I want you, baby, all night long

I’m gonna love you like a, love like a bone

Shake your good stuff all day long

I want you baby to come into this house

I’m gonna love you like a cat love a mouse

Shake your good stuff all night long

Shake your good stuff till the cows come home

Shake it all night long

Shake your good stuff

Shake it, shake it, shake it, shake it

 

Just drivel. Copyright in these 140 seconds of utter nonsense was registered by Preview’s publishing arm Rivian Music in November 1977. I’ve not found anything else written by Mr Earl, but I would be surprised if this were his only attempt at pop immortality, and I would love to hear some of his other attempts at poetry or song lyrics.

 

I was always under the impression that the version of All You Need is a Fertile Mind that appeared on the Bar/None compilation The American Song Poem Anthology: Do You Know the Difference Between Big Wood and Brush back in 2003 was dubbed from a substandard copy. Anyone who heard this album will know that the backing instrumentation on this particular track is muffled and distorted, and not up to Preview’s usual standard (if you can call it that). So imagine my surprise when I recently dug out my own copy of the 7” and discovered it was actually released like that.

 

The cut you have here has come straight from my personal collection, and it’s just as awful as the one Phil Milstein had access to when he was compiling The American Song Poem Anthology an essential collection, incidentally for anyone interested in the genre. It’s such a shame that the instrumentation is buried under the muddy production, as there’s a really interesting lead guitar break about 90 seconds in which is barely audible but well worth listening out for.

 

And those lyrics! Who couldn’t love a song that opens with the line ‘Wow! Look at all that pornography!’? All You Need is a Fertile Mind is one of the very few song-poems about masturbation, only in this instance the writer insists that your average onanist has no need to waste his or her (or their) money on porn magazines, a ‘material waste of photography’ apparently, when anyone with a dirty mind and a decent memory can knock out a quick hand shandy. Yeah! It doesn’t quite compare to the brilliance of the Who’s Pictures of Lily, but then what could?

 

All You Need is a Fertile Mind was written by Francis ‘Sonny’ Fernandes, with copyright in the song once again registered by Rivian Music in October 1977 and, like Mr.

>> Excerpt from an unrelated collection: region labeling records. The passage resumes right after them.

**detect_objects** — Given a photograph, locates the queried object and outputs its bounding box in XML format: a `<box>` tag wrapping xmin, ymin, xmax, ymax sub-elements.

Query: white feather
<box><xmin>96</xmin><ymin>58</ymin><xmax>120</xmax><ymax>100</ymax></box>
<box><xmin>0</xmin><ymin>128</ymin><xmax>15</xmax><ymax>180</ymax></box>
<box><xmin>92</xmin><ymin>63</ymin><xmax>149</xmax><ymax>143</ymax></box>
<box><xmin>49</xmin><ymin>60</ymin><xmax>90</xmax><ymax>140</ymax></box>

Earl, this appears to be the only one of Sonny’s lyrics to be given the full Preview package. A shame, as I’m sure there was much more in Mr Fernandes’s own fertile mind that was worth mining.

 

Enjoy!

 

Download Stuff HERE

Download Fertile HERE

1 comment:

  1. There are some absolutely unhinged things going on in the background of that last one. The vocalist very much sounds like a evangelical leading a hymn.

    Still, the one I think is the most interesting on Big Wood and Brush is "Ho, I Got to Find You Baby". It's pretty competent with a singer who really didn't hold back. I've never heard a song-poem where those that recorded it seemed really committed to it.